To the contrary, as I wrote in my Midseason Report Card earlier this week, the numbers for the two are almost identical, both throwing five TDs passes, both completing 61 percent of their pass attempts.
Colandrea makes quicker decisions, is more mobile and is better in the short passing game; Muskett is more accurate downfield, and is less turnover-prone – two INTs, vs. six for Colandrea.
Weigh it all out, and they’re basically the same guy.
If Elliott wants to stick with Muskett because he won the job at the end of training camp, Elliott is the coach, he gets to make that call.
And if he wants to go with the veteran – Muskett started for three years at Monmouth, an FCS program – over the young guy because he thinks Muskett gives his team a better chance to win this year, again, this is why UVA is paying the guy $4.25 million a year.
But the argument that Adam brought up today on the radio, and I’d been making last month, still stands as a counterweight.
One, this season is already a loss, with Virginia sitting at 1-5 at the midway point.
Two, and more to the point, the young guy has three and a half years of eligibility; Muskett has the rest of this season, then next, and then he’s done.
If Elliott doesn’t need to use Colandrea any more this season, of course, the freshman can use this year as a redshirt season, since he’s only played in four games to this point, so, that’s an even bigger plus for sitting him and going with Muskett.
Except …
Assuming Colandrea doesn’t take his three games of game tape to shop himself on the transfer portal, he’d come back next spring to begin the 2024 cycle as the backup yet again to Muskett, right?

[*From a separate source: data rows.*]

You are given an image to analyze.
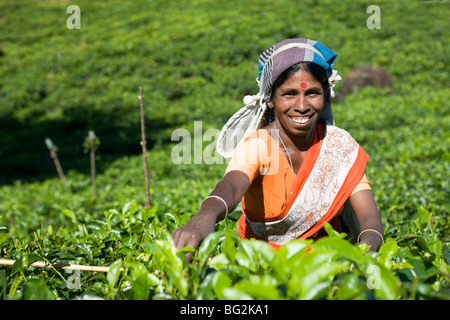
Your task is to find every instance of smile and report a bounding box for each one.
[291,116,311,124]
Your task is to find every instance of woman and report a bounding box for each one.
[172,39,383,255]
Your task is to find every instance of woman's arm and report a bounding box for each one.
[172,171,250,259]
[349,190,384,251]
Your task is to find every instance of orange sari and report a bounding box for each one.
[227,124,368,247]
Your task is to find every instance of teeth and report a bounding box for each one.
[292,118,309,124]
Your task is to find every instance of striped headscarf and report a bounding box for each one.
[217,38,341,158]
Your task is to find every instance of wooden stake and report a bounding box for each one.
[0,259,110,272]
[89,130,97,199]
[139,87,150,208]
[45,138,66,187]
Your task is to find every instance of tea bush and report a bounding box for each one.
[0,0,450,300]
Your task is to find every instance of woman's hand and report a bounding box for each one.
[172,171,250,261]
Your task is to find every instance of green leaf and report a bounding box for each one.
[378,239,398,269]
[363,258,400,300]
[211,271,231,300]
[197,232,222,266]
[417,206,431,231]
[23,279,55,300]
[106,260,122,289]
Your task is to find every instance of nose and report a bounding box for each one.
[294,93,310,113]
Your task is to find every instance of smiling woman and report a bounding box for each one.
[173,39,383,255]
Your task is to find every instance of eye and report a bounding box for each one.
[281,90,298,97]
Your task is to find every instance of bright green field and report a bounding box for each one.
[0,0,450,300]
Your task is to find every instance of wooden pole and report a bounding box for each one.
[139,87,150,208]
[89,130,97,199]
[45,138,66,187]
[0,259,110,272]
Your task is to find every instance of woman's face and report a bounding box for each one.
[268,69,324,138]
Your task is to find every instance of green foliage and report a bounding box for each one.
[0,0,450,300]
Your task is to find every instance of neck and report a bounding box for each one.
[274,121,315,152]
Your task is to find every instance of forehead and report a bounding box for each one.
[280,70,322,89]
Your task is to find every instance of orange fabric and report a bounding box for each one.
[226,124,370,247]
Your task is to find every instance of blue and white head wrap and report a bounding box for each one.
[217,38,341,158]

Is there any reason to think that wouldn’t be the case?
So, Elliott would go into 2024 expecting Colandrea to hold the clipboard another year; that, or have the guys duke it out in the spring and in training camp next year, and if the best man ends up being Colandrea, then Muskett is put in the awkward position of being the fifth-year senior backup to a guy who was his understudy.

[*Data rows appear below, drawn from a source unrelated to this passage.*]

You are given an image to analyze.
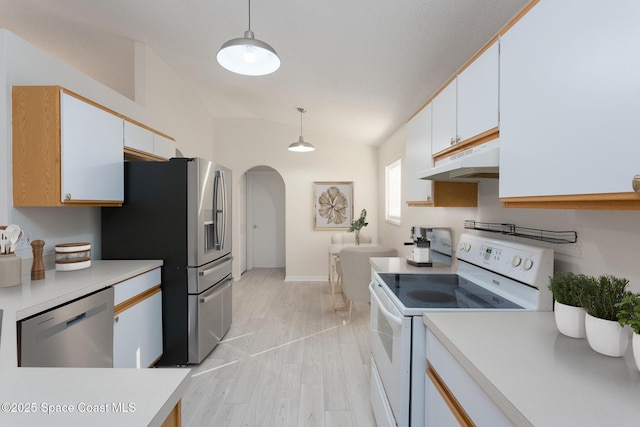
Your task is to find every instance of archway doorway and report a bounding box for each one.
[245,166,285,270]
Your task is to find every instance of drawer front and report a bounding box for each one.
[113,268,162,305]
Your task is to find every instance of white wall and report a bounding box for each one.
[378,122,640,292]
[0,30,213,265]
[214,118,378,280]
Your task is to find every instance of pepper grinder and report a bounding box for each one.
[31,240,44,280]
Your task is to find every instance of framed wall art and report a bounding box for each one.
[313,181,353,230]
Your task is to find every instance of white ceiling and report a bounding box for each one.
[0,0,528,145]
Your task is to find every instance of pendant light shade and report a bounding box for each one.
[216,0,280,76]
[288,107,316,153]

I got in trouble with one of the contract employees over there for pointing out that Colandrea’s success as the starter was creating a QB controversy, but that guy wants you to believe that everything is hunky-dory with a 1-5 start in 2023 and a 4-12 record for Elliott halfway through Year 2.
If this was 1993 instead of 2023, having two QBs with the numbers that Muskett and Colandrea have been putting up would be a nice problem to have – basically, your veteran starter gets hurt again, or is ineffective for a stretch, you can plug in the young guy, and know that he has the goods to get the job done.
But in 2023, the transfer portal makes it so that you have to balance what you’re doing in the here and now with your plans for the future.
That should probably be tougher for a coach who is 5-1 than it is for a coach who is 1-5, honestly.
A 1-5 coach should already be looking at the remaining schedule as a chance to build toward the future.
Unless …
Well, one reason why a 1-5 coach would be feeling pressure to win now would be that maybe somebody gave that coach a sense that the future isn’t guaranteed.